And I am grateful she's dug in on the mammogram issue, because I've been keeping my powder dry until I found a source with some context. That's been hard to do (meaning more than a few minutes with Teh Google.)
So this is recommended.
Tidbit:
...It has been hard for many people, even scientists, to believe that some cancers start then stop or even regress. But researchers all over the world have been finding overdiagnosis in studies of all sorts of cancers.
Dr. Barnett Kramer of the National Institutes of Health, who was not part of the panel, described overdiagnosis as “pure harm” because it means that women are treated with measures like chemotherapy, radiation and surgery for tumors that do not need treating.
...Their analyses concluded that mammograms every two years give the nearly the same benefit as annual ones but confer half the risk of harms.
Is that what you want for your sister, just so you can feel safer?
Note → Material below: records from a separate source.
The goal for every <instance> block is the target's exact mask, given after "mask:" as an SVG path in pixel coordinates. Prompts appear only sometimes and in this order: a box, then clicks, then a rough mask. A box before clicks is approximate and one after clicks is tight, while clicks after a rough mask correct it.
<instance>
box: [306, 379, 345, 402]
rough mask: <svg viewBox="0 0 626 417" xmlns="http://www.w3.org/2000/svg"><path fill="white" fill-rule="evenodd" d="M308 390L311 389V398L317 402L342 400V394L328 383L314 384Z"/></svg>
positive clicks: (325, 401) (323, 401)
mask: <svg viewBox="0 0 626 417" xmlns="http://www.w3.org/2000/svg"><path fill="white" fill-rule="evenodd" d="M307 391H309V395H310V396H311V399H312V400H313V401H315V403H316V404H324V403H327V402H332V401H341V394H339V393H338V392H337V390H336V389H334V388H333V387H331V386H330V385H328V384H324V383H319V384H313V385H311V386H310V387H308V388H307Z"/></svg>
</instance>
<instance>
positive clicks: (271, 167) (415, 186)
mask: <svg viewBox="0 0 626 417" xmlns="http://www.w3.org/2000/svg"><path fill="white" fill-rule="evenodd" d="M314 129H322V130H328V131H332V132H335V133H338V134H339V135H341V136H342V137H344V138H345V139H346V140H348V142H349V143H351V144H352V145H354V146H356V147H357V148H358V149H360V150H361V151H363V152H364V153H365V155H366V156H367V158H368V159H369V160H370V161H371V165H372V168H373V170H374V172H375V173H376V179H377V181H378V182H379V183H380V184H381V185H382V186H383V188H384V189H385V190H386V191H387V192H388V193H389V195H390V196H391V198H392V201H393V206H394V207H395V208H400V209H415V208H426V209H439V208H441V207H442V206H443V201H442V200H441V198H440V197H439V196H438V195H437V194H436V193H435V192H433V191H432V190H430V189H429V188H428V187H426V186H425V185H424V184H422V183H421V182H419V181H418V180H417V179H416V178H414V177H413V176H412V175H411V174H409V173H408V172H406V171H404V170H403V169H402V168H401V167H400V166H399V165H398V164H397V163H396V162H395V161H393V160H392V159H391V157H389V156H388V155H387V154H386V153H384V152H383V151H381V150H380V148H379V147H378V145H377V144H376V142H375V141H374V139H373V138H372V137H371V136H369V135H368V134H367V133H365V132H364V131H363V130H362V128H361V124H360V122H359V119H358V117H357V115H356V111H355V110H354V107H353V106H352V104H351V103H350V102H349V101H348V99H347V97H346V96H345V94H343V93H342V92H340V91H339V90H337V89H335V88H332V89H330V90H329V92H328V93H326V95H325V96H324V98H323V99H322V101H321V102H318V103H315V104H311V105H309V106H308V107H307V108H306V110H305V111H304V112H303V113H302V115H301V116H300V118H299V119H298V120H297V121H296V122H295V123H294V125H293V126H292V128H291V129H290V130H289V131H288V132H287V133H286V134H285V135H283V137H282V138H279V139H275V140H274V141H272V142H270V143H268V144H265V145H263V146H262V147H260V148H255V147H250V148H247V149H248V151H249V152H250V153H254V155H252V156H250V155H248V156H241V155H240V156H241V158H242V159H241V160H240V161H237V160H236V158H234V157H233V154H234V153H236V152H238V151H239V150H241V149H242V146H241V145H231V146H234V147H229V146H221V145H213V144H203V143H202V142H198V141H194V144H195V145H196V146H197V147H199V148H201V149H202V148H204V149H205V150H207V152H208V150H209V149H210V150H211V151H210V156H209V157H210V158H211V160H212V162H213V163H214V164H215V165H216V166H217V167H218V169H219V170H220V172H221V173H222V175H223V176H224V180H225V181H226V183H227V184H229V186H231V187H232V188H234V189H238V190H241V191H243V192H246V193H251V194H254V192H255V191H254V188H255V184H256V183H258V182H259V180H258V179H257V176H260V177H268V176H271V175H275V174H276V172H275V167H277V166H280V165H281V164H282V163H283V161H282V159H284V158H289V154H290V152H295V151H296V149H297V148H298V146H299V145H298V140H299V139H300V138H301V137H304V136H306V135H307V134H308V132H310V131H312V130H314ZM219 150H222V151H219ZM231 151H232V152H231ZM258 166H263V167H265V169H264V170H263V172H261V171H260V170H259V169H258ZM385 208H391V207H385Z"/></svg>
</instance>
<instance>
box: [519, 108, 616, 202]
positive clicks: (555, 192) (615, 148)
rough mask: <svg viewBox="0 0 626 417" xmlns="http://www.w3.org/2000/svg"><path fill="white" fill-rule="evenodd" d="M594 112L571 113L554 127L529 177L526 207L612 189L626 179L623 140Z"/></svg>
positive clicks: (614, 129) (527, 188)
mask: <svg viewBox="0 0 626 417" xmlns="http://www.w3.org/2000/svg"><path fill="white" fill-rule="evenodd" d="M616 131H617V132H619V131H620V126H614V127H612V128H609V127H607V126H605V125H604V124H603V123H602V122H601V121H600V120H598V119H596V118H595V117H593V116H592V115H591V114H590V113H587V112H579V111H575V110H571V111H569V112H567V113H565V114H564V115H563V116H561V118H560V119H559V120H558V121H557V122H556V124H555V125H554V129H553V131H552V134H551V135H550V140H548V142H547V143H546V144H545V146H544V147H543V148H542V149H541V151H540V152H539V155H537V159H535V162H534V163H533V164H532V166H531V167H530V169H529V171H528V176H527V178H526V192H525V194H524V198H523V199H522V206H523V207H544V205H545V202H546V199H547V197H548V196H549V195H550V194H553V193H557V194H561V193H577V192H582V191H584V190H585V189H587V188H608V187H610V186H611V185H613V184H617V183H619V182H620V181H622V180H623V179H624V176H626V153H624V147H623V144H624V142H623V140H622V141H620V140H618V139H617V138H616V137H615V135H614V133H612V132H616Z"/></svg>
Assuming that you aren't a false positive yourself, of course, in which case you are willing to risk being one of the 1,000 false positives or maybe even all of the above to avoid being one of the 1.5 in 1,000 who needs treatment.
It isn't about controlling costs with closer scrutiny of screening protocols, and it certainly isn't about a giant government plot to ration health care to women.
It's about tradeoffs. And it's up to us as medical consumers to recognize our role in the decision making, the supply-and-demand side of it all.
None of us wants to die, but too many of us believe we can avoid death by defying science, the very thing that helps keep us alive. Go figure.